With a huge surplus, and increasing tax revenues (from a greater burden placed upon homeowners), the Town of Hempstead should be leading the charge on everything from the critical illegal rental dilemma to the mundane replacement of missing street signs. Code enforcement, from building violations to sanitation issues, should be the norm rather than aberration. Instead, the onus is placed upon local civic groups, particularly in the unincorporated areas of the Town, to carry the ball.

Understandably, the Town Supervisor is engaged in the day-to-day operation of America’s largest township, not to mention a multitude of appearances, conferences and meetings. Expecting, let alone requiring the Town’s CEO to keep up to speed on the whole host of Quality of Life concerns, micro-managing each department and every aspect of Town services, is unrealistic, if not counter-productive. To ask the Town Councilman, who essentially works full-time in what was intended as a part-time position, and whose function is, first, to legislate, second, to mediate and third, to facilitate, to serve as other than a conduit between the community and Town Hall and to assume an oversight function, is similarly unworkable.

What is necessary, as I see it, is the appointment of what is in effect a Quality of Life Czar – someone well-versed in and in tune with the problems that confront communities within the township, capable of acting as both liaison and ombudsman, empowered to take action, with the blessing of the Supervisor and the Town Board, as a coordinator and administrator of the various Town departments and agencies whose very functions, at least in theory, impact greatly upon our Quality of Life.

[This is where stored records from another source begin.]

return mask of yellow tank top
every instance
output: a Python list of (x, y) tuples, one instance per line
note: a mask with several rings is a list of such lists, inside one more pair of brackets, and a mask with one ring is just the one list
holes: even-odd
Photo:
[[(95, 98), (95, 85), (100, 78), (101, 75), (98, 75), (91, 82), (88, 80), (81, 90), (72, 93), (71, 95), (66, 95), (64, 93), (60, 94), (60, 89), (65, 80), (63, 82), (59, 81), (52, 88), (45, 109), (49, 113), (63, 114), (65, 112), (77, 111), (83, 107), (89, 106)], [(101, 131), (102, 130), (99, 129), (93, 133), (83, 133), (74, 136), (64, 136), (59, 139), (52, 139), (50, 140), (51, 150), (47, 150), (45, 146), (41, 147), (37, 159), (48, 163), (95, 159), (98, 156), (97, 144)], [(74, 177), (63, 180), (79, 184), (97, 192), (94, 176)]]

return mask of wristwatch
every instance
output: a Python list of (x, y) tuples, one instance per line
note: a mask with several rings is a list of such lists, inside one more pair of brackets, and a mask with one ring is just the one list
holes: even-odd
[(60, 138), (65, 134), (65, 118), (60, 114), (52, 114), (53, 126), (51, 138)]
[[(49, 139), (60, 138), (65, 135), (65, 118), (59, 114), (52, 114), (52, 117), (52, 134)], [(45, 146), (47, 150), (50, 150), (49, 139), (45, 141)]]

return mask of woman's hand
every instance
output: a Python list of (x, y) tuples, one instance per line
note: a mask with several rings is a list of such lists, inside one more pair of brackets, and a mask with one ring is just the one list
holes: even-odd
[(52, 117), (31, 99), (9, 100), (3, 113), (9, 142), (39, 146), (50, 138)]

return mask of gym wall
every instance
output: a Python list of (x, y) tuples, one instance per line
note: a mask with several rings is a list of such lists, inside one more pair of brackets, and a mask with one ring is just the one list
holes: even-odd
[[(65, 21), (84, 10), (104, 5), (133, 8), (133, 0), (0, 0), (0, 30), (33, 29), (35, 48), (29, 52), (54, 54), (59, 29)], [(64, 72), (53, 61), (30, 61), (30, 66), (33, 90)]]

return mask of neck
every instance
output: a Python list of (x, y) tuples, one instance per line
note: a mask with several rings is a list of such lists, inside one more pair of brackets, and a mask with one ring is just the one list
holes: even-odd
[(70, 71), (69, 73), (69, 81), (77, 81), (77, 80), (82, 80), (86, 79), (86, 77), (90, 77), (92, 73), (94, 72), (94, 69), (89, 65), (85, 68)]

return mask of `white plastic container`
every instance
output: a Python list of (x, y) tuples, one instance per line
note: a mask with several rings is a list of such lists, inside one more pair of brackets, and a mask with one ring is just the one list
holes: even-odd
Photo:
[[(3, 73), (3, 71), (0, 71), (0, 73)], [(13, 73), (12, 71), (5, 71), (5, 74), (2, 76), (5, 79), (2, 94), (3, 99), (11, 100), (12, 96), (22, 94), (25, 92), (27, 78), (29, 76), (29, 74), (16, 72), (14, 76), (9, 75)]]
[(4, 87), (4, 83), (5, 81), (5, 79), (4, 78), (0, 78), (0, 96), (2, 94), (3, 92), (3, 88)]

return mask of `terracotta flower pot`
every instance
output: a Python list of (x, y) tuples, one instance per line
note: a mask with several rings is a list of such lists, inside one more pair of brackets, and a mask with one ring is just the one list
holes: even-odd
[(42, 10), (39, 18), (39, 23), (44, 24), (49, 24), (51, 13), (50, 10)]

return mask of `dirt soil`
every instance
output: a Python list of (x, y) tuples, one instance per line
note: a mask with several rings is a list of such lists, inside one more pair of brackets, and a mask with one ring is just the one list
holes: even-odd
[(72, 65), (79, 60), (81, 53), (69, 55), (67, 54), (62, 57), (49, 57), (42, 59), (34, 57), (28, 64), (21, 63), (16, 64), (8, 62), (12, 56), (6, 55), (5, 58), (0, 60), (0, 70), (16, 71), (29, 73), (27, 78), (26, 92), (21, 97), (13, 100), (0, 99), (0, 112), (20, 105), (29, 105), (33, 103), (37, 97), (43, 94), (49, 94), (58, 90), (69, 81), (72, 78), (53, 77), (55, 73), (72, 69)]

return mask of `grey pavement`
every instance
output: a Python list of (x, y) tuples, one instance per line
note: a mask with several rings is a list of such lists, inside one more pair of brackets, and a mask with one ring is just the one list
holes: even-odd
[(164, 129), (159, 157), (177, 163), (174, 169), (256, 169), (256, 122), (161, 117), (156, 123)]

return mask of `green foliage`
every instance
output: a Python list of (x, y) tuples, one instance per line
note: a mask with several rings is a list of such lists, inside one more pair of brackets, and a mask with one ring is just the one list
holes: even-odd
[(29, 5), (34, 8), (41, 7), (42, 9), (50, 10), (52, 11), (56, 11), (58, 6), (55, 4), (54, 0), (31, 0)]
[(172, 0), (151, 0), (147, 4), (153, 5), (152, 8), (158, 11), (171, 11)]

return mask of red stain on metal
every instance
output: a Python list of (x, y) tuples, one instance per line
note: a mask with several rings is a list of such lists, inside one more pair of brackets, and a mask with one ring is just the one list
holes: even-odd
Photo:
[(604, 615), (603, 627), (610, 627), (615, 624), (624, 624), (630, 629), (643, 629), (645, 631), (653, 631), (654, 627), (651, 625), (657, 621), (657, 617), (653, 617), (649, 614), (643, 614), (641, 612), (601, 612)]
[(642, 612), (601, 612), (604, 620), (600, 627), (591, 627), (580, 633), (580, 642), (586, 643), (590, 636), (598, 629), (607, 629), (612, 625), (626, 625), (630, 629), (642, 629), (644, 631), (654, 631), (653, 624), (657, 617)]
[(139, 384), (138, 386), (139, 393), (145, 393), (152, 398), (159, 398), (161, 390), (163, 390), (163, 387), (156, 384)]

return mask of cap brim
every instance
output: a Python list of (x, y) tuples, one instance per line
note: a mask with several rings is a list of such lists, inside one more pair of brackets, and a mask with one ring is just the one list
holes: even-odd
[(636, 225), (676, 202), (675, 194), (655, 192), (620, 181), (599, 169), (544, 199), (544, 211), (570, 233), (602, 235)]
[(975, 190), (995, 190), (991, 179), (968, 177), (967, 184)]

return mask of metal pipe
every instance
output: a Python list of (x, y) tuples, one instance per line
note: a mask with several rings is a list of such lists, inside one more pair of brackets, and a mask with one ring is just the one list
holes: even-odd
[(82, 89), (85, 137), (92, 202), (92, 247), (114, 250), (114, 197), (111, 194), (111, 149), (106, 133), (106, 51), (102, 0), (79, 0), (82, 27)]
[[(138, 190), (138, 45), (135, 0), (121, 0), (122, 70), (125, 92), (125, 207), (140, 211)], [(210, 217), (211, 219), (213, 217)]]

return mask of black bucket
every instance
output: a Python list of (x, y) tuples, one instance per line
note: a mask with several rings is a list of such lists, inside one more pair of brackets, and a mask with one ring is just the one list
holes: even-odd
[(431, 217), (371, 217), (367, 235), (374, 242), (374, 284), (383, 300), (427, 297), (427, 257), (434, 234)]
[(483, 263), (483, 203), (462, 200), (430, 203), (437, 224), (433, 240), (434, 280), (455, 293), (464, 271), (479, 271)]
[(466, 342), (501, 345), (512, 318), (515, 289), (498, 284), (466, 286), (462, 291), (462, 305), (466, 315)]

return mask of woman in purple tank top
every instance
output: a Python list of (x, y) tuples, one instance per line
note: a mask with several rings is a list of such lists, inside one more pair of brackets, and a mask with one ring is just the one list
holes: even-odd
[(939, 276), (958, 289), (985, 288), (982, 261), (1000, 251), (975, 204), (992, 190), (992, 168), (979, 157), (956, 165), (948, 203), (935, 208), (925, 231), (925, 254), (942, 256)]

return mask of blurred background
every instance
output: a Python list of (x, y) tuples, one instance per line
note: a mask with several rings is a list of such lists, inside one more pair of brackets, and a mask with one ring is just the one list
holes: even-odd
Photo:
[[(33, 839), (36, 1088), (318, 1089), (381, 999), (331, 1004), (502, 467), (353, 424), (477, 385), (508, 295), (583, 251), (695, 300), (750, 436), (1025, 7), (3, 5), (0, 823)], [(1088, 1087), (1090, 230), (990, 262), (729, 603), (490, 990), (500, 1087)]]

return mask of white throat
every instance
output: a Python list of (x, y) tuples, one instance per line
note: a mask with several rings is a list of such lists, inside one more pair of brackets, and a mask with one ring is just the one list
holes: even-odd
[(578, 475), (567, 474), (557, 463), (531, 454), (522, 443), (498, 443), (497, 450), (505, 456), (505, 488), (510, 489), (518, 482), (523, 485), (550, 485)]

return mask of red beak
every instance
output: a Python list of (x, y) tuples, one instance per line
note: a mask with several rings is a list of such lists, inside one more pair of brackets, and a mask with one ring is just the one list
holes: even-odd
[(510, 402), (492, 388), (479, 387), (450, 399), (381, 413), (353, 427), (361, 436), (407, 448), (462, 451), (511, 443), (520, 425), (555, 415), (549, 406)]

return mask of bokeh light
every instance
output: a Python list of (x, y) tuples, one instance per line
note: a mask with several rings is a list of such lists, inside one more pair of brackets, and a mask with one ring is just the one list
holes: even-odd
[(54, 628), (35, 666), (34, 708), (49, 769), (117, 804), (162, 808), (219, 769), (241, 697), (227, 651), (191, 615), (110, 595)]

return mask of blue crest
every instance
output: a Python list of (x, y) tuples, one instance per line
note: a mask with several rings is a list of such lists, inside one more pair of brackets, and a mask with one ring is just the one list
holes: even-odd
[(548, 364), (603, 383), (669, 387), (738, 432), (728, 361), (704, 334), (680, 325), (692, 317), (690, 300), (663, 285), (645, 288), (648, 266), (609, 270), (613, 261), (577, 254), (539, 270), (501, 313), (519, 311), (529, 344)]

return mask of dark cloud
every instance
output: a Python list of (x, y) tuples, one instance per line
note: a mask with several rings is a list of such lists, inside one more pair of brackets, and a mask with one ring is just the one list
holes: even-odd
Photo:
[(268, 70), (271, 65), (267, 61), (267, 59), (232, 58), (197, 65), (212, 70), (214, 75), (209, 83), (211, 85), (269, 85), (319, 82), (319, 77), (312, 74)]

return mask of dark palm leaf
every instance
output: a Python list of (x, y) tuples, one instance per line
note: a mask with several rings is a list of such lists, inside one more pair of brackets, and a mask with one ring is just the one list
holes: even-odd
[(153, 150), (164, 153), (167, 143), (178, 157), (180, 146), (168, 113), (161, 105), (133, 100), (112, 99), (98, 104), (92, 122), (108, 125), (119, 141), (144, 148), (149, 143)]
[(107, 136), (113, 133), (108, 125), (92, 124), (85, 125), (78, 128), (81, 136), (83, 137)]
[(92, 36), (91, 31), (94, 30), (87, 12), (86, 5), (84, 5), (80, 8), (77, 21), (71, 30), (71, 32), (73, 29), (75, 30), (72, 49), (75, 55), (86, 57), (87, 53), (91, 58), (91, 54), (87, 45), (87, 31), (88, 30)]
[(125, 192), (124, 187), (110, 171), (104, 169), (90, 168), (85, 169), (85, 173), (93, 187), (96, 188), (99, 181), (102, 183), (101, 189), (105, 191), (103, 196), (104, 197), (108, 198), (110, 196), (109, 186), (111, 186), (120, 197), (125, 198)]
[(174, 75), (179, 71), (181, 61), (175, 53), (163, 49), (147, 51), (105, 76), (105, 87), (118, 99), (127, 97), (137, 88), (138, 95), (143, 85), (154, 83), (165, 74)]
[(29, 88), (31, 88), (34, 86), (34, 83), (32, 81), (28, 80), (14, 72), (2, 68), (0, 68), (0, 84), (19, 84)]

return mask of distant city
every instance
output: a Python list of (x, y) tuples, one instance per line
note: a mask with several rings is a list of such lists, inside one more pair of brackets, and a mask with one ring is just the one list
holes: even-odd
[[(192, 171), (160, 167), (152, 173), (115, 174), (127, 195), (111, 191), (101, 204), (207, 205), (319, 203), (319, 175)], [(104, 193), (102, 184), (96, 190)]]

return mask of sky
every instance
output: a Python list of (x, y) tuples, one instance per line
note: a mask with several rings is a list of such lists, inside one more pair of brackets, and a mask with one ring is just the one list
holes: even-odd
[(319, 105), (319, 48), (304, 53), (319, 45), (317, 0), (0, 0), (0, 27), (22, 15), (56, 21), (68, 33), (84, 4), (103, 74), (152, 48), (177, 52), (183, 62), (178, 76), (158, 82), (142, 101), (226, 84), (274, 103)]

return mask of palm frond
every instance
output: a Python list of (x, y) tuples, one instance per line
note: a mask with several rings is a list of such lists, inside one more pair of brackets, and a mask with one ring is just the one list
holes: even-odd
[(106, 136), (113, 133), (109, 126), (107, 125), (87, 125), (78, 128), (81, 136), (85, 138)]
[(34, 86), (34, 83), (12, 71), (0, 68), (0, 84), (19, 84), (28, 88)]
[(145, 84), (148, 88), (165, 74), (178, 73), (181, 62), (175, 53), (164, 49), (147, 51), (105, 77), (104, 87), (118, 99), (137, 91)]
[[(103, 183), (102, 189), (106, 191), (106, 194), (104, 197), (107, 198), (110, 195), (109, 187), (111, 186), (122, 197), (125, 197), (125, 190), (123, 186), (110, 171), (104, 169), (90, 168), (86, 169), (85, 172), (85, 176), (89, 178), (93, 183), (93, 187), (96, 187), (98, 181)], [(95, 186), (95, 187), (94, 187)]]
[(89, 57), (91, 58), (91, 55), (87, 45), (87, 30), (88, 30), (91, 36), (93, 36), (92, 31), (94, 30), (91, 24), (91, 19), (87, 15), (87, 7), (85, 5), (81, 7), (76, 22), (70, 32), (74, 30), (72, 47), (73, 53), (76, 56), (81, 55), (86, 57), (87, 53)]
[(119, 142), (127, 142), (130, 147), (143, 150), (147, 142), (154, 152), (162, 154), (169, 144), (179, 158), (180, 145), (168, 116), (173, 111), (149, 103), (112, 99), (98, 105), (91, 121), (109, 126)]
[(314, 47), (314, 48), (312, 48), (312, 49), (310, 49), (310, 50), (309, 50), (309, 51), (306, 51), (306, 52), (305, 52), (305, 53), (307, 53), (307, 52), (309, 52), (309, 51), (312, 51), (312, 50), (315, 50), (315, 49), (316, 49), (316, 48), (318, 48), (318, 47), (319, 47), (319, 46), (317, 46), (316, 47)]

The creation of a Quality of Life Office at Town Hall, fully funded and staffed, under the direction of a non-partisan “hands-on” executive duly authorized to call the shots, take the hits, and get things done, would greatly improve not only our daily Quality of Life, but also, would effectively lay the groundwork for tomorrow’s planning and development. As for who would be best suited for this key position, certainly, one person comes immediately to mind – our Civic Association’s own Seth Bykofsky, the scion of community activism, the consummate neighborhood advocate, the no-holds-barred promoter of Quality of Life in this hamlet and beyond, and, as those who have had the privilege of serving with him on the Executive Board could attest, one heck of a Czar!

Dr. Salvatore Lombardo

Editor’s Note: The writer is a former member of the West Hempstead Civic Association’s Executive Board and served as editor of News & Views from 1997 – 2002.